Я знала, что терпение Ноэля иссякнет и возбуждение Роджера наступит, что мои дни сочтены, пока я продолжаю свой тихий, болезненный бунт.
Но я не хотела жертвовать своей гордостью и самообладанием, соглашаясь быть рабыней самого садистского человека в Англии.
Я отказалась осквернить множество золотых воспоминаний об Александре как о моем Мастере, назвав тем же титулом любого другого человека, не говоря уже о человеке, который отнял его у меня.
Это было богохульство.
Кощунственно.
Меня не волновало, означает ли это, что моя религия — это цепи и кнуты, Господство и подчинение, согласие и бунт.
Я слишком долго молилась у алтаря Александра, чтобы теперь стыдиться.
Именно эти воспоминания о нем поддерживали меня в темные, бурные часы одиночного заключения в этой замороженной клетке.
Когда Роджер устал от моей апатии и его юношеские кулаки нанесли взрослые удары по моему распростертому телу, я подумала об Александре, нежно моющем мои волосы, пропускающем пряди, как чернила, сквозь пальцы.
Когда Ноэль пытался унизить меня, забрав мое ведро для унитаза, а затем снова, когда он вылил свое семя мне на лицо, в то время как Роджер держал меня, напоминая, что я уже принадлежу ему, я думала обо всех способах, которыми Александр сделал меня своей с самого начала. Как он метил мою задницу своим клеймом, мой разум — своим языком силы и мое сердце — двойственностью своих действий и намерений.
Я напоминала себе, повторяя часами каждый день, что я принадлежу ему, ему, ему …
Не им.
Может быть, даже не самой себе.
Его принадлежность предоставила мне мысленный щит, за которым я отчаянно пыталась спрятаться.

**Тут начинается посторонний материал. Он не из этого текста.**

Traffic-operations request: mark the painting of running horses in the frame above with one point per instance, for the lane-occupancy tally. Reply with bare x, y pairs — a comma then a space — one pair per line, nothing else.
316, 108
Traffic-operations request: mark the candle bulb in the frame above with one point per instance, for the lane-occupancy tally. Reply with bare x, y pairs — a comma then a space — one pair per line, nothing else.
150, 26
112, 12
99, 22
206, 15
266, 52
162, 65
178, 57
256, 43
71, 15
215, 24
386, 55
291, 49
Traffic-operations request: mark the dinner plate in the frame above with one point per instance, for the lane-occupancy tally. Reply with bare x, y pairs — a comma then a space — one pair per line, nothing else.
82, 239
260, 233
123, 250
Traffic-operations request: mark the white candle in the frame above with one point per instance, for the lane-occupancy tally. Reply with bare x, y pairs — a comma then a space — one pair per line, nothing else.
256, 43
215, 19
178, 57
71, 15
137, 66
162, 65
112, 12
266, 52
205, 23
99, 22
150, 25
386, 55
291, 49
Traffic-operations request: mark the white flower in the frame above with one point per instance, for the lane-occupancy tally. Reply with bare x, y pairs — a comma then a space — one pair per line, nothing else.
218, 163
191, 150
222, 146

Я не могла нести ответственность за свои действия, потому что это делал Александр, а если он не мог быть рядом, то и мысленно я тоже.
В тот момент, когда двойные двери распахнулись, я поняла, что терпение Ноэля закончилось. Воздух собрался вокруг него, притягиваясь магнетической силой его ярости, когда он бродил по мрамору рядом со мной, где я лежала, свернувшись на земле, с цепями, перекинутыми через руки, в поисках кого-нибудь, кого можно было бы обнять в холодном комфорте.
Я всмотрелась в тени его лица, его тело было полностью освещено гнетущим светом прожекторов, окружающих нас. Никогда еще он не выглядел более зловещим и более подходящим обстановке.
— Ты встанешь, — мрачно пообещал он.
Во рту у меня было слишком сухо, чтобы вымолвить слова, поэтому я ответила неподвижностью и молчанием.
— Ты встанешь, Рути, потому что я знаю, что твоя гамартия — это твое доброе маленькое сердечко. Ты не можешь видеть, как страдают люди, не так ли?
Мое горло сжалось и потерлось, как наждачная бумага, когда я тяжело сглотнула.